Agree with most of what you say, but i want to add something:
It was really in his first season without Neymar, without Dembele, without Coutinho (first half), that we saw the model of what "EV's Barcelona" is, which didn't change afterwards. Without the necessary attacking threat upfront and quality wingers, he resorted to a 4-4-2 ish formation which relied heavily on 8 players defending and dropping deep, while keeping Messi-Suarez upfront and letting them cause the damage in transition. This might be characterized as a pragmatic solution for to the time, given the constraints and the limitations of the squad. It's fair to say,however, that this solution as pragmatic as it is, is also at the expense of any attacking-minded, possession-oriented style of play: hence the most boring, ugly Barcelona of the last many years.
Valverde's limitations came up however during his second and third seasons: The incorporation of quality players that either recovered (Dembele), or were brought in (Coutinho, Arthur, Vidal, Malcom, De Jong) never happened, cauz the blueprint was the same: defensive 4-4-2 with the team dropping deep to defend. Even when on paper we were playing 4-3-3 the role of the attacking 3 was the same: the one that was not messi or suarez would drop deep on either wing and one midfielder would shift to the other wing to defend in a 4-4-2. No wonder why Rakitic never sat on the bench (until EV was practically forced at the beginning of this season to sit him by the board and its 'sporting project' in younger players, but only to gradually reintroduce him again in the starting XI): He was indispensable when EV formed the first 3 months in his mind what football he wants to play. So, all in all, EV failed in his second and third season with his failure to play better football when the squad at his disposal was so much better than what he had to begin with - not that i deem him non-guilty for the defensive orientation in general he started with and the abandonment of any thought of building sth more loyal to the footballing values of this club, but at least i see some redeeming features.

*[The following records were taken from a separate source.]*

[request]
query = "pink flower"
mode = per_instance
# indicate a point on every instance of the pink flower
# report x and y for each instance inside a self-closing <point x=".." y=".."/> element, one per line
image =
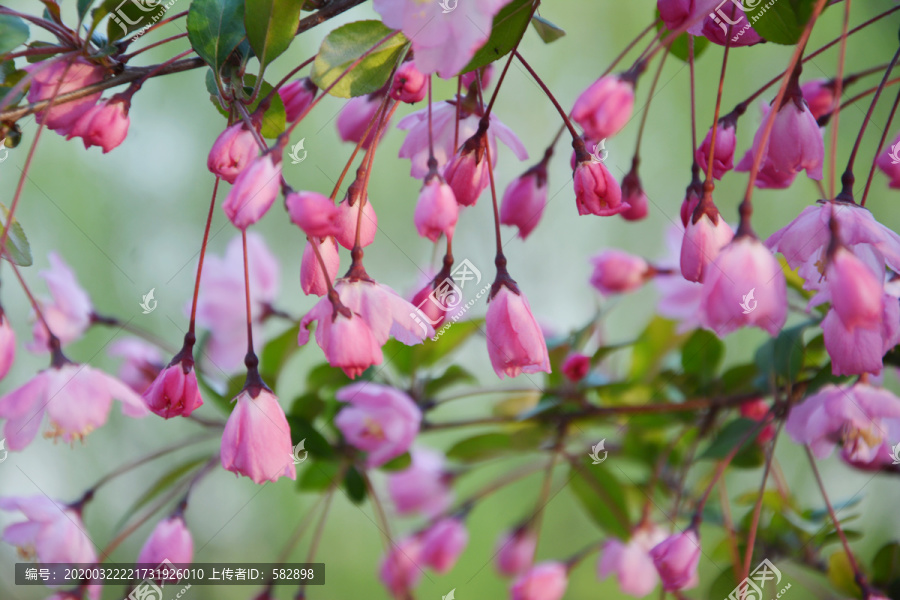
<point x="544" y="581"/>
<point x="357" y="116"/>
<point x="889" y="165"/>
<point x="852" y="416"/>
<point x="515" y="552"/>
<point x="423" y="487"/>
<point x="7" y="345"/>
<point x="596" y="191"/>
<point x="443" y="121"/>
<point x="576" y="367"/>
<point x="52" y="532"/>
<point x="745" y="286"/>
<point x="605" y="107"/>
<point x="171" y="540"/>
<point x="631" y="562"/>
<point x="399" y="570"/>
<point x="69" y="313"/>
<point x="76" y="398"/>
<point x="442" y="543"/>
<point x="80" y="74"/>
<point x="312" y="279"/>
<point x="254" y="191"/>
<point x="443" y="41"/>
<point x="514" y="338"/>
<point x="676" y="559"/>
<point x="233" y="150"/>
<point x="368" y="225"/>
<point x="616" y="272"/>
<point x="256" y="442"/>
<point x="297" y="96"/>
<point x="525" y="199"/>
<point x="380" y="420"/>
<point x="706" y="234"/>
<point x="409" y="84"/>
<point x="723" y="155"/>
<point x="437" y="210"/>
<point x="223" y="281"/>
<point x="314" y="213"/>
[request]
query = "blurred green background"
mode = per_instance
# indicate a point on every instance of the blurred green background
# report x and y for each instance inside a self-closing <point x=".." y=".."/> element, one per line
<point x="132" y="220"/>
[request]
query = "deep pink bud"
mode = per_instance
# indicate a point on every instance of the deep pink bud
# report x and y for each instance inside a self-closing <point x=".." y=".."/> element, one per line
<point x="545" y="581"/>
<point x="314" y="213"/>
<point x="576" y="367"/>
<point x="514" y="339"/>
<point x="442" y="543"/>
<point x="596" y="191"/>
<point x="524" y="200"/>
<point x="254" y="192"/>
<point x="256" y="442"/>
<point x="312" y="279"/>
<point x="171" y="540"/>
<point x="436" y="211"/>
<point x="676" y="559"/>
<point x="515" y="552"/>
<point x="723" y="157"/>
<point x="368" y="225"/>
<point x="409" y="84"/>
<point x="297" y="96"/>
<point x="605" y="107"/>
<point x="233" y="150"/>
<point x="616" y="272"/>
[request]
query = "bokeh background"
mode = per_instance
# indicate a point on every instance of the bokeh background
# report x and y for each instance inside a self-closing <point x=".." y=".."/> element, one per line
<point x="132" y="220"/>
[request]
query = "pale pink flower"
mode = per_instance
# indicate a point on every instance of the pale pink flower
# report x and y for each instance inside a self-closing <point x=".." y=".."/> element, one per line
<point x="69" y="312"/>
<point x="256" y="441"/>
<point x="76" y="399"/>
<point x="379" y="420"/>
<point x="514" y="339"/>
<point x="443" y="41"/>
<point x="423" y="487"/>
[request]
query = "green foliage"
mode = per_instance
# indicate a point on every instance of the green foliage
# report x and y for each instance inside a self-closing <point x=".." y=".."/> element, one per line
<point x="343" y="46"/>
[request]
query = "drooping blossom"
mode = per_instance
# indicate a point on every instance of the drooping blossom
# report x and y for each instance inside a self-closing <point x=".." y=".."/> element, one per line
<point x="605" y="107"/>
<point x="617" y="272"/>
<point x="379" y="420"/>
<point x="443" y="41"/>
<point x="256" y="441"/>
<point x="423" y="487"/>
<point x="233" y="150"/>
<point x="223" y="281"/>
<point x="631" y="562"/>
<point x="544" y="581"/>
<point x="855" y="417"/>
<point x="171" y="540"/>
<point x="254" y="191"/>
<point x="75" y="398"/>
<point x="514" y="339"/>
<point x="68" y="313"/>
<point x="445" y="138"/>
<point x="442" y="543"/>
<point x="676" y="559"/>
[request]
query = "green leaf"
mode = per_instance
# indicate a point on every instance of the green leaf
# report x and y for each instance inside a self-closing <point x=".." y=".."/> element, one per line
<point x="343" y="46"/>
<point x="215" y="28"/>
<point x="13" y="33"/>
<point x="781" y="22"/>
<point x="548" y="31"/>
<point x="271" y="27"/>
<point x="18" y="250"/>
<point x="603" y="498"/>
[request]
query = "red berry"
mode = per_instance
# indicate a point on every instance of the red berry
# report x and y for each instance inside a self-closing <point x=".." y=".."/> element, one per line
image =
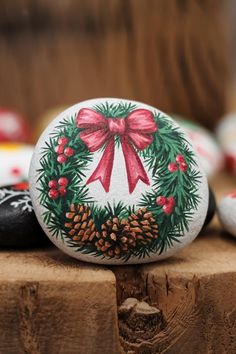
<point x="62" y="141"/>
<point x="170" y="201"/>
<point x="168" y="209"/>
<point x="172" y="167"/>
<point x="59" y="149"/>
<point x="183" y="167"/>
<point x="63" y="181"/>
<point x="161" y="200"/>
<point x="53" y="194"/>
<point x="69" y="152"/>
<point x="52" y="184"/>
<point x="61" y="158"/>
<point x="180" y="159"/>
<point x="62" y="191"/>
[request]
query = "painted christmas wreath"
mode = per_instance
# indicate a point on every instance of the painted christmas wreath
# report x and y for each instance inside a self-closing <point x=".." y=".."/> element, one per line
<point x="157" y="158"/>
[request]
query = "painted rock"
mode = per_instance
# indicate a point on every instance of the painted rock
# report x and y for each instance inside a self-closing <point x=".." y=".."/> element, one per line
<point x="227" y="212"/>
<point x="46" y="119"/>
<point x="210" y="154"/>
<point x="115" y="181"/>
<point x="14" y="161"/>
<point x="226" y="135"/>
<point x="13" y="127"/>
<point x="18" y="224"/>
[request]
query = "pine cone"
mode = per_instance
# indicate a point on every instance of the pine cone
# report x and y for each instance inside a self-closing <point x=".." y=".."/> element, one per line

Other than that, i subscribe to everything you say about the motivational, psychological aspect and the 'amigos' culture, etc. Needless to say, i belong to the people thinking that Rome and Anfield collapses had nothing to do with tactics, but were the top of the iceberg of a long history of psychological failures of this team in away/important CL/cup games that goes way back.. EV's motivational limitations just exacerbated what was already there.
By the way, i rate EV seasons: 9/5/4
(for Pep i would give a 10/9/10/9
for Lucho a 10/8/6)
PS: I am excited about Setien, i think he is the right person to revive at least some football values that seem lost by now, but i am also waiting to see if he can fix the psychological issue, and whether Barca's football limitations weigh heavily on the side of the squad or on side of tactics and system per se.